Planning a metabarcoding study
To test scientific hypotheses, researchers should first consider a proper methodological experimental design – either observational, experimental or combined – including technical, analytical and financial requirements. Experimental designs of broad representativeness (e.g., geographical and ecological scope) and independence of replicates (i.e., no spatiotemporal autocorrelation) are strongly recommended (Gotelli & Ellison, 2013; Zinger et al., 2019a). Indeed, metabarcoding studies do not differ from traditional ecological studies in which the number and distribution of study sites must be defined appropriately depending on the initial question (Dickie et al., 2018). Additionally, metabarcoding studies also require an optimal number of local, biological replicates, ranging from at least three (for detecting strong differences in composition) to around 10 (for richness assessment). Intuitively, more replicates will be required when any expected ecological differences are relatively small or when the studied location exhibits strong spatial or environmental heterogeneity.

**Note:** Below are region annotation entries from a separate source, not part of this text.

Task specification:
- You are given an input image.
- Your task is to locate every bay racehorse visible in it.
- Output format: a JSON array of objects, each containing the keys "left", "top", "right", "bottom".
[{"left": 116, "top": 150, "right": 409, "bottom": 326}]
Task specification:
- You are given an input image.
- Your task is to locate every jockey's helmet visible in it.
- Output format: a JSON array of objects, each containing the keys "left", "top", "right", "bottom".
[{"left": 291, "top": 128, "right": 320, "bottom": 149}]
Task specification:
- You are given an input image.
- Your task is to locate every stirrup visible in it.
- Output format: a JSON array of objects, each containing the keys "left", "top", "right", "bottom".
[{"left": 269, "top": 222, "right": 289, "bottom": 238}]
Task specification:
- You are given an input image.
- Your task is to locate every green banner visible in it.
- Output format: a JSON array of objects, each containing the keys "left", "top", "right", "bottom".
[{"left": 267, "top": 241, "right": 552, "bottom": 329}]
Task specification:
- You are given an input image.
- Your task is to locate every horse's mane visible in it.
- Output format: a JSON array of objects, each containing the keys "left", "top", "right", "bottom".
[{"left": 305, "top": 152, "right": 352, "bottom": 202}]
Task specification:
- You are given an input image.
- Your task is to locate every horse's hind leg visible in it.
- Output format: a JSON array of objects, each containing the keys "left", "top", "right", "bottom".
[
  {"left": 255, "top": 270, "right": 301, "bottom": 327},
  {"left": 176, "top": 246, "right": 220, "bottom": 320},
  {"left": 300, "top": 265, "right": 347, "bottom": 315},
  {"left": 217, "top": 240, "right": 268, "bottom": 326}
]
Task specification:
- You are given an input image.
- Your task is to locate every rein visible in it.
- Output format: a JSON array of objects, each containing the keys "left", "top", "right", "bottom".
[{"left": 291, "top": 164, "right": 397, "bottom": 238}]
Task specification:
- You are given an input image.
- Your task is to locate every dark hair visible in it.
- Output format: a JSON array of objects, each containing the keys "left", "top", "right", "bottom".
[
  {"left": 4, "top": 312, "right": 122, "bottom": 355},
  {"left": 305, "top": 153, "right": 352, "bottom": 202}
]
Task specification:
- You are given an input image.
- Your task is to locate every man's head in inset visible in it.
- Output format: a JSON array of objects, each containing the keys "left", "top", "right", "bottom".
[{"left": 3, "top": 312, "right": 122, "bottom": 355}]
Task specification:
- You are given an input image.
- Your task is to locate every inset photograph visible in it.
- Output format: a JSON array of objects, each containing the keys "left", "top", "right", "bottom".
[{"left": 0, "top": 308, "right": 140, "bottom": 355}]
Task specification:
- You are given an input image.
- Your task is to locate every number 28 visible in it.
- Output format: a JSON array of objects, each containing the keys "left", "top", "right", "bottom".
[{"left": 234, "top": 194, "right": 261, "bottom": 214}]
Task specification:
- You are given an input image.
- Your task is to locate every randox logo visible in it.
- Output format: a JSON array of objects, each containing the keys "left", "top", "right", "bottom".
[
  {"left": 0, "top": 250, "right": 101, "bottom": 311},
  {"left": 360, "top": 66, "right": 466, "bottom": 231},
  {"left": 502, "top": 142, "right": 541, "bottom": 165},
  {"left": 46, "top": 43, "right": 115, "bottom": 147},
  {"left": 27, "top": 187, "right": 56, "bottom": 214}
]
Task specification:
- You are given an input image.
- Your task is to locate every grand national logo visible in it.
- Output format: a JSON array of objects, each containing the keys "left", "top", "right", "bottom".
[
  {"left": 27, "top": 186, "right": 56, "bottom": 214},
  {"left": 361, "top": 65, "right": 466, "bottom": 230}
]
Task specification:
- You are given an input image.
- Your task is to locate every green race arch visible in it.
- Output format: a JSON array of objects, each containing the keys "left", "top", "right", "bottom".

The size of individual environmental samples should be large enough to secure enough material for DNA extraction and potential physicochemical analysis (e.g., pH and C/N ratio). It is also important to consider the amount of material from the perspectives of pre-treatment and storage. Too much material will be difficult to mix, dry or freeze - and will prove costly to preserve in a buffer. To ensure statistical independence of samples within a site, samples should be located at least 5-10 m apart from each other in a homogeneous environment. This distance corresponds to the spatial autocorrelation range in soil fungi (Bahram et al., 2013) and the average size of macrofungal individuals (Douhan et al., 2011). In aquatic habitats, communities are likely to compositionally autocorrelate for even larger distances (Matsuoka et al., 2019). When assessing diversity patterns along ecological gradients, transects (e.g., latitudinal, altitudinal and salinity gradients) should be replicated. Spatial independence should also be ascertained for plots and treatments. In field and laboratory experiments, this is best achieved by a randomized block design (Legendre & Legendre, 2012), although a stratified block design may be important in environments with known heterogeneity. It is advisable to collect samples in as short a time period as possible to avoid seasonal and weather effects such as freeze-thaw cycles and rainfall after a long dry period (for soil and leaves) that may cause rapid turnover of microbes and degradation of their DNA by molds. All sampling locations (including positions in controlled experiments) and sampling dates should be recorded precisely to permit controlling for spatiotemporal effects in the following statistical analyses (Bahram et al., 2015; Tedersoo et al., 2020a).